Nous sommes arrivés à Carpuela, une petite ville aux logements en parpaings situé en aval, et nous nous sommes arrêtés au club et dans la salle de répétition de Los Autenticos del Valle, l’un des nombreux groupes professionnels de bomba qui font des concerts à travers le pays. A l’intérieur, un groupe d’hommes était assis à jouer aux cartes dans la pièce avec une ampoule à nu. Ils ont sauté sur leurs guitares pour une session de jam improvisée à notre arrivée.
Ils ont joué les accords mélancoliques des mélodies de la bomba, tout en prenant de temps en temps à l’occasion quelques gorgées d’un aguardiente local, le doucereux rhum de Chota qui mett les buveurs les expérimentés à genoux. La Bomba est, dans un sens, dans les Amériques la musique la plus exemplaire d’un mélange de styles européens, africains et amérindiens. À la première écoute, elle semble similaire à la musique andine folklorique que les populations rurales d’ici préfèrent, et qui adapte les harmonies pentatoniques autochtones et les mélodies pour les instruments occidentaux. Écoutez attentivement les aigus de la guitare requinto, et vous entendrez les fioritures ornementales de la musique à cordes Espagnole saluée par les élites de Quiteño.
L’indubitable saveur africaine se trouve dans la section des quatre instruments de percussions, qui remixe le laborieux son andin avec un rythme effréné et fougueux, et transforme les chansons à mentalité blues d’amour perdu et de gâchis personnel en musique de danse indéniable.
La vallée est également le théâtre de grandes curiosités musicales, le « banda mocha, » un orchestre entièrement constitué d’instruments végétaux.

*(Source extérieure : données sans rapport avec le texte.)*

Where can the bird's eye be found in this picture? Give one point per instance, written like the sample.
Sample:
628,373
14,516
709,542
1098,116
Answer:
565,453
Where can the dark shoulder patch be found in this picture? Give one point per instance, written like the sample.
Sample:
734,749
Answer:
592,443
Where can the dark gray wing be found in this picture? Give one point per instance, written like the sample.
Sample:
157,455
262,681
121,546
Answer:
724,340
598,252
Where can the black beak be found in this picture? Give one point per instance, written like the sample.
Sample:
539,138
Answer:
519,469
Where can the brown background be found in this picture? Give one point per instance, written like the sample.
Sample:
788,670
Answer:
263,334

La ville de Chalguayaco est le foyer de la dernière fanfare existante, dont les membres jouent des trompettes et des tubas fabriqués à partir de calebasses, des flûtes de roseau, des trompettes de bambou, et d’une feuille de citron repliée qui siffle comme une clarinette Klezmer.

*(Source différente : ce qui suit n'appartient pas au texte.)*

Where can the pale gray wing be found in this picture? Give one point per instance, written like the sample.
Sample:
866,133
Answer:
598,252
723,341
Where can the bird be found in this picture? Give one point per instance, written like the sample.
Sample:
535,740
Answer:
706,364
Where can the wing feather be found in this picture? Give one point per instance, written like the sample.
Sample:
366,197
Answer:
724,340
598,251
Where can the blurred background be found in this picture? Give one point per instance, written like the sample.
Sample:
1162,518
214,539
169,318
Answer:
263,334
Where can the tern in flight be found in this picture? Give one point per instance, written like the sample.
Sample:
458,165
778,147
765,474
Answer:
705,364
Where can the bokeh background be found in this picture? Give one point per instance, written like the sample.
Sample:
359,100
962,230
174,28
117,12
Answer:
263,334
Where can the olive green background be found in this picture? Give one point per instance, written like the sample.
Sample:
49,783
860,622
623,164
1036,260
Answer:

Le résultat est une imitation tumultueuse et étonnamment juste d’un big band militaire, qui a une forte tradition en Équateur. La tradition est née à une époque où chaque village équatorien devait avoir une fanfare locale pour jouer durant les vacances, mais les conditions économiques épouvantables de Chota ont rendu l’accès à des instruments de musiques en métal impossible. L’amélioration des conditions dans la vallée se faisant, la plupart des groupes sont passés à de vrais instruments et les fanfares locales qui ont survécu ont dû faire face au ridicule des jeunes Afro-Équatoriens gênés de l’exposition par la fanfare de la pauvreté au sein de la communauté noire. La tradition est désormais à l’aube de sa mort – l’âge moyen des musiciens du groupe solitaire Chalguayaco est de 60 ans.

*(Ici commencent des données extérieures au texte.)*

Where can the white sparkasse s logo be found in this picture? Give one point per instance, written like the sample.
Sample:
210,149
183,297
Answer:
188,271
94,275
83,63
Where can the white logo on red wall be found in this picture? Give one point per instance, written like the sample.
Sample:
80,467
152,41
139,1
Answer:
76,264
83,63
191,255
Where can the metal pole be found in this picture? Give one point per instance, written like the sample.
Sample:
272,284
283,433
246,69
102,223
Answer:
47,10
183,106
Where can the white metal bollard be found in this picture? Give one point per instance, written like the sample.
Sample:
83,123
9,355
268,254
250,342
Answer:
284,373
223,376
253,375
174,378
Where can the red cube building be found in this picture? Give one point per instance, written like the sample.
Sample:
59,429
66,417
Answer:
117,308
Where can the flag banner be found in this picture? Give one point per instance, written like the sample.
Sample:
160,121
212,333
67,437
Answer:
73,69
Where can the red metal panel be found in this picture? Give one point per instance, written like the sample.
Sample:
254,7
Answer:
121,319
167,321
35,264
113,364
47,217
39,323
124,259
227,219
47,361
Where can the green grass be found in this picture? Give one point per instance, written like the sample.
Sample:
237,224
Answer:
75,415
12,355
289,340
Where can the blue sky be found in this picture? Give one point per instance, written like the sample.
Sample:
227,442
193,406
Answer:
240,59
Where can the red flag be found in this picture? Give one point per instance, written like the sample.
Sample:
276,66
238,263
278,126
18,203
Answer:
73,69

J’ai accompagné Los Autenticos et la fanfare Mocha lors d’un voyage pour un concert au Teatro Sucre de Quito, le sanctuaire des opéras et des ballets des classes supérieures euro-centriques. Ce fut un moment historique, un concert en l’honneur de la culture noire locale dans un lieu qui a toujours tourné le dos à tout ce qui avait le lien même le plus distant avec les afrodescendants. Les gentlemen de Banda Mocha étaient stupéfaits à leur descente d’autobus de tournée devant le théâtre étincelant.
Dans les coulisses, ils furent accueillis par les flashes et les équipes de télévision; des ethnomusicologues excités qui se questionnaient à haute voix sur la façon dont ils fabriquent leurs instruments. Alors qu’ils se baladaient sur la scène et qu’ils se mirent à jouer, des jeunes citadins à lunettes dans le public se sont levés pour chanter avec eux “ya no quiero vivir en este Carpuela … » À cet instant même, tout est devenu clair. Quelque chose était en train de changer en Équateur.